Synthesis of In2Se3 nanowires using the vapor-liquid-solid (VLS) mechanism and fabrication of the single In2Se3 nanowire devices for phase change random access memory applications have been demonstrated. In the VLS mechanism, nanoscale gold particles forming Au-In-Se alloy above the eutectic temperature were used as catalyst. To decide appropriate synthesis conditions, the effects of different experiment conditions such as growth temperature, duration of reaction and reactor pressure have been investigated. The structure and composition of as-grown In2Se3 nanowires were analyzed using the scanning electron microscopy (SEM) and transmission electron microscopy (TEM). It turns out that as-grown In2Se3 nanowires have a length of 5 to 30 μm and a diameter of 50 to 500 nm thick with Au nanoparticle at the tip. To fabricate single In2Se3 nanowire devices, the synthesized In2Se3 nanowires removed from the substrate by physical scratch and sonicated in IPA solution for 30 ~ 60 seconds.
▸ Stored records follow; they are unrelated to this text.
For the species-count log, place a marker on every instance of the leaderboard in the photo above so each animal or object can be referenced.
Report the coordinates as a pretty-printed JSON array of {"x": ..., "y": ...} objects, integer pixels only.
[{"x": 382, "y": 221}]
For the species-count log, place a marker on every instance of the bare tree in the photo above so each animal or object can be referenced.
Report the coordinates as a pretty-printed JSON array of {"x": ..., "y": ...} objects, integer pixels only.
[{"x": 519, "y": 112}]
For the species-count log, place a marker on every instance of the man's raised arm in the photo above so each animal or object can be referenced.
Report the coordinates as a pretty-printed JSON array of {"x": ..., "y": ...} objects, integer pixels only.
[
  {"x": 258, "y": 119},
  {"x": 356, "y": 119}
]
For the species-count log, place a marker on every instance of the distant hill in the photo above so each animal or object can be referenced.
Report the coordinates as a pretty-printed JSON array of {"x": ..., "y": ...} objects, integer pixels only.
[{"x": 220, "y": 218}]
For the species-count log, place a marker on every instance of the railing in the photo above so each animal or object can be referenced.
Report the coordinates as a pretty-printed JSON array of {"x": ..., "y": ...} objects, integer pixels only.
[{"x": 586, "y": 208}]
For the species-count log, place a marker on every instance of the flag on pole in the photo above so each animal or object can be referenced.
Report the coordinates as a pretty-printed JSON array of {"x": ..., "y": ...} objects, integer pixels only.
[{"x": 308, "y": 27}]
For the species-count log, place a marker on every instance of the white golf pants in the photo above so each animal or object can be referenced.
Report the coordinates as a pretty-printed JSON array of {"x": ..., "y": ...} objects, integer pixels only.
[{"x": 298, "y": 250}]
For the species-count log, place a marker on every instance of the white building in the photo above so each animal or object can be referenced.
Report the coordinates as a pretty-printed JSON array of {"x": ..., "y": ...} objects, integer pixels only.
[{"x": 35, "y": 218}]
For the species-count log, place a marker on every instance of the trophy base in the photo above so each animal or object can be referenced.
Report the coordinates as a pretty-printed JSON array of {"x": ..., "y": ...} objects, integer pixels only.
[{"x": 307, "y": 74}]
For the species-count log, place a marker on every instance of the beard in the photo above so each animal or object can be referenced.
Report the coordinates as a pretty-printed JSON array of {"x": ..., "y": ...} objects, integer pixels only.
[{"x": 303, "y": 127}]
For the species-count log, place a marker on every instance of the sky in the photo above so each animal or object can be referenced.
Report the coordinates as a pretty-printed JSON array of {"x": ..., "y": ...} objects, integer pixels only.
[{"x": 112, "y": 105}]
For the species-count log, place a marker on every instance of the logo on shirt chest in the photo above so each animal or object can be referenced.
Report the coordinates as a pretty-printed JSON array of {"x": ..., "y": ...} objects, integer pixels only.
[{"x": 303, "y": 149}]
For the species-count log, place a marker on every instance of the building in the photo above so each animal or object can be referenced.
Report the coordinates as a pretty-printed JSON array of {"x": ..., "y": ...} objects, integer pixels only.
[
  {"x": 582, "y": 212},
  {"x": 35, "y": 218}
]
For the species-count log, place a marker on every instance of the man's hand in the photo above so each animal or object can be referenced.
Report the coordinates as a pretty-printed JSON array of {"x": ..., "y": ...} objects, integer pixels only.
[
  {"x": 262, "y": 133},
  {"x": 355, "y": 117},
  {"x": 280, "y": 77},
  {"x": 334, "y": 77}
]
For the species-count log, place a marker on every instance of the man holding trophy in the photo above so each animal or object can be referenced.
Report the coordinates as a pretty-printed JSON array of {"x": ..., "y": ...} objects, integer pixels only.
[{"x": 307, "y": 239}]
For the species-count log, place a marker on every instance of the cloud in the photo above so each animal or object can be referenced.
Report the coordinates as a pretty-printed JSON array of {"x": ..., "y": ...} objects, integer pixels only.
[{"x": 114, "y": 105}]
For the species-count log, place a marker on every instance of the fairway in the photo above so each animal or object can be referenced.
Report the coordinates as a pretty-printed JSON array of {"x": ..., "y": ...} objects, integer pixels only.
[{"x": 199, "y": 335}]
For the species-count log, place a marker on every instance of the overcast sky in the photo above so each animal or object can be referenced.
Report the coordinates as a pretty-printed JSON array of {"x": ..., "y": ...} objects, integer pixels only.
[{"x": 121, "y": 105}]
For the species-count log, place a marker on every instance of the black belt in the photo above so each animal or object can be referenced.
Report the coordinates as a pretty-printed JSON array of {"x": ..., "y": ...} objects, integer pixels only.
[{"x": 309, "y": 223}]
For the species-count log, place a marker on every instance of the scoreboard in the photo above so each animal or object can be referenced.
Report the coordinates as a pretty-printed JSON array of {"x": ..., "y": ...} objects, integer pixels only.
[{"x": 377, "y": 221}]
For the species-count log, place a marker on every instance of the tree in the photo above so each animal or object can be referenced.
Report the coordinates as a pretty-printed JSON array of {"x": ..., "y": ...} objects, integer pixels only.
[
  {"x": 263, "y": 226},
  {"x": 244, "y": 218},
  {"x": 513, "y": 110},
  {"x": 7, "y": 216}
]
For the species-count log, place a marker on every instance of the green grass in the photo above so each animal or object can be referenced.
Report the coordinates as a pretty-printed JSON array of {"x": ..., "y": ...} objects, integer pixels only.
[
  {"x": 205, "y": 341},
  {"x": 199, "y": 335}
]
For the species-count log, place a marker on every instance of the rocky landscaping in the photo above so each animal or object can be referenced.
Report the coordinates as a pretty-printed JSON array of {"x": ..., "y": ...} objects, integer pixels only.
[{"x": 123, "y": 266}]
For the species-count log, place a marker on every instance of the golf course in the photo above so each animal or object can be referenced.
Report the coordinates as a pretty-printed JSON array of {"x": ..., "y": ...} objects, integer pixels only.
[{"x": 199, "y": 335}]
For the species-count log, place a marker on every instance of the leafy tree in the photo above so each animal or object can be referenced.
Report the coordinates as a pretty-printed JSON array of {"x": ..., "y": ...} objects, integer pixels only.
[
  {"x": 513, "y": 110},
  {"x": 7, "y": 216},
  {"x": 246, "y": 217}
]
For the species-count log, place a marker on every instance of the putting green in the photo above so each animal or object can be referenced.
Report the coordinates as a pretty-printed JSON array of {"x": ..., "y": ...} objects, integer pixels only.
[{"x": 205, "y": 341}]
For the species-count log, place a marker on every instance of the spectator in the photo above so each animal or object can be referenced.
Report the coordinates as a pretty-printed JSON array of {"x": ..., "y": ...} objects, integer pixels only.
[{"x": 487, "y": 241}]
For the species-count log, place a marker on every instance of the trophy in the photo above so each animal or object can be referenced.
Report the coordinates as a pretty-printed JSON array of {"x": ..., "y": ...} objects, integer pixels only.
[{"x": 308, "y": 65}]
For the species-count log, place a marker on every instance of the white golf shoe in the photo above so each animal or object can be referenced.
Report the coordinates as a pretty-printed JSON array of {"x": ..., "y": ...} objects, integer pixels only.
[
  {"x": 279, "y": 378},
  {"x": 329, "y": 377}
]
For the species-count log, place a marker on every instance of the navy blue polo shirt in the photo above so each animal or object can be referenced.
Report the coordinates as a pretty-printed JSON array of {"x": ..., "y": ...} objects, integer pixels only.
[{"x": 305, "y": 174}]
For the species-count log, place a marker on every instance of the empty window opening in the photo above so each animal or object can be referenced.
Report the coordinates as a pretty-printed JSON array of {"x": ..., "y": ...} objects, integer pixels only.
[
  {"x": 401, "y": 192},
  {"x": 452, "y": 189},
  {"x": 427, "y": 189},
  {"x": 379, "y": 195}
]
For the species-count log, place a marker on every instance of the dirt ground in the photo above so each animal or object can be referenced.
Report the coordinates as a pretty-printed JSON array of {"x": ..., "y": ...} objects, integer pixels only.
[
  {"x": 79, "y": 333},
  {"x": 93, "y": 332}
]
Then this solution was dropped onto a Si/SiO2 substrate with a pre-patterned pad array prepared using optical lithography and lift-off process. For interconnection between nanowires and probing pads, Pt was deposited using focused-ion beam (FIB) technique. By applying electrical pulse, the phase of fabricated devices has changed from crystalline to amorphous. The required reset voltage for c-α transition is 8V with a pulse width of 50 ns, and the required set voltage for α-c transition is 5.5V with a pulse width of 100 μs. The resistivity switching ratio (RSR) of 10^3 has been achieved. Low-frequency noise characteristic was also investigated in order to evaluate the material quality. The normalized current noise spectral density of amorphous phase is nearly 3 orders higher than that of crystalline phase. This difference implies that more crystal defects are existed in amorphous phase compared with crystalline state. The Hooge parameter is calculated as low as 10^-4 for crystalline phase, indicating high crystal quality of the as-grown In2Se3 nanowires.